I will close #3026. I think this ticket describes the situation more clearly.
Hmm, I can't seem to recreate this issue with the following config:
// Peer the infra vpc with the dev vpc.
resource "google_compute_network_peering" "infra_dev" {
name = "infra-dev"
network = "${google_compute_network.infra_network.self_link}"
peer_network = "${google_compute_network.dev_network.self_link}"
}
// Peer the dev vpc with the infra vpc.
resource "google_compute_network_peering" "dev_infra" {
name = "dev-infra"
network = "${google_compute_network.dev_network.self_link}"
peer_network = "${google_compute_network.infra_network.self_link}"
depends_on = ["google_compute_network_peering.infra_dev"]
}
resource "google_compute_network" "infra_network" {
name = "prodfoobar"
auto_create_subnetworks = "false"
}
resource "google_compute_network" "dev_network" {
name = "devfoobar"
auto_create_subnetworks = "false"
}
Do you mind running with the full debug logs? i.e. TF_LOG="DEBUG"
I have been working around this with a null resource:
resource "google_compute_network_peering" "to" {
name = "to"
network = "network-2"
peer_network = "network-1"
}
resource "google_compute_network_peering" "from" {
name = "from"
network = "network-1"
peer_network = "network-2"
// only one operation at a time for network peering, so we need an explicit serialization
depends_on = ["null_resource.force_networks_in_order"]
}
resource "null_resource" "force_networks_in_order" {
provisioner "local-exec" {
command = "echo ${google_compute_network_peering.to.id}"
}
}
@emilymye this is because you need more networks and peerings to reproduce the race condition.
We have a lot of different networks in GCP using a shared VPC. Each service lies in its own separated network and we need to peer each network to allow communication between relevant services.
We hit the race condition every single time and without a dependency hack using input/output it would take like 20 iterations of plan/apply to have all the peerings created from scratch.
Now Terraform team seems to want to let Terraform being dumb regarding parallelism, I mean dumb in a good way. And let the provider to take care of provider specific implementation details like the parallelism issue we have here, i.e. "In GCP it is not possible to peer a network with several other networks at the same time".
Our solution is to reproduce a graph of dependency of the peerings using input/output:
1) We have a module to peer two networks in both direction and we use depends_on to do them in sequence:
# Terraform module: gcp/google/vpc_network/network_peering
# Peer a network with another.
# Note: a network cannot be peered to multiple networks simultaneously.
# We have to create the peering sequentially thus you'll notice some hacks
# to be able to do so with Terraform 0.12
resource "google_compute_network_peering" "network" {
name = "${var.network_name}-${var.peered_network_name}"
network = "${var.network_link}"
peer_network = "${var.peered_network_link}"
}
resource "google_compute_network_peering" "peered_network" {
depends_on = ["google_compute_network_peering.network"]
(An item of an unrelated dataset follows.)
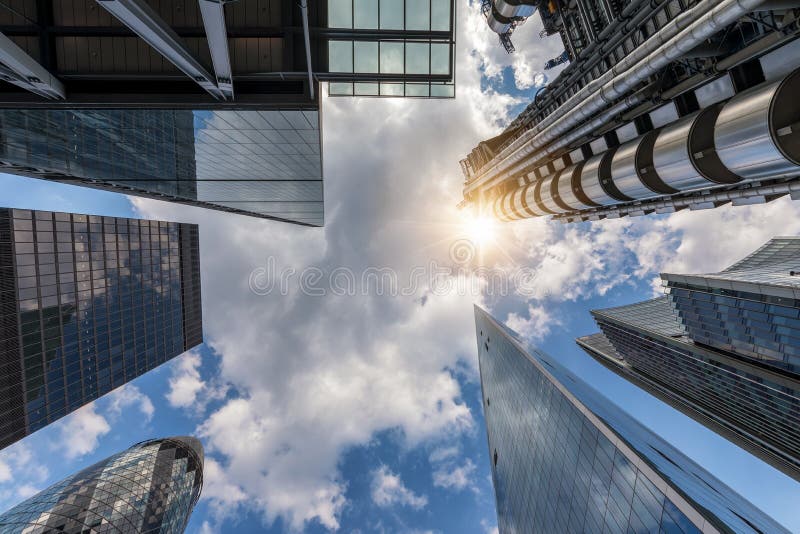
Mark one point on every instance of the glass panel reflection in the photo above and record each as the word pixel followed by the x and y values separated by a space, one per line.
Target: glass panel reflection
pixel 264 160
name = "${var.peered_network_name}-${var.network_name}"
network = "${var.peered_network_link}"
peer_network = "${var.network_link}"
}
2) This module declares its own network link inputs as outputs:
# Outputs for gcp/google/vpc_network/network_peering module
# Modules dependency hack as of Terraform 0.12
# We use the network variable to define a chain of dependencies between the
# different calls of this module.
# Note that the values seem to be reversed but this is expected as we use the
# google_compute_network_peering.peered_network resource which is the last one
# to be created.
# Inspired from:
# https://github.com/hashicorp/terraform/issues/1178#issuecomment-207369534
output "network_link" { value = "${google_compute_network_peering.peered_network.peer_network}" }
output "peered_network_link" { value = "${google_compute_network_peering.peered_network.network}" }
3) Then the module callers can reproduce the dependency graph like the following (note that we have another module to actually create the network, they have the name <name>_network):
module "peering_A_B"
source = "../../vpc_network/network_peering"
network_name = module.A_network.project_name
network_link = module.A_network.network_link
peered_network_name = module.B_network.project_name
peered_network_link = module.B_network.network_link
}
module "peering_B_C" {
source = "../../vpc_network/network_peering"
network_name = module.B_network.project_name
network_link = module.peering_A_B.peered_network_link
peered_network_name = module.C_network.project_name
peered_network_link = module.C_network.network_link
}
module "peering_A_C" {
source = "../../vpc_network/network_peering"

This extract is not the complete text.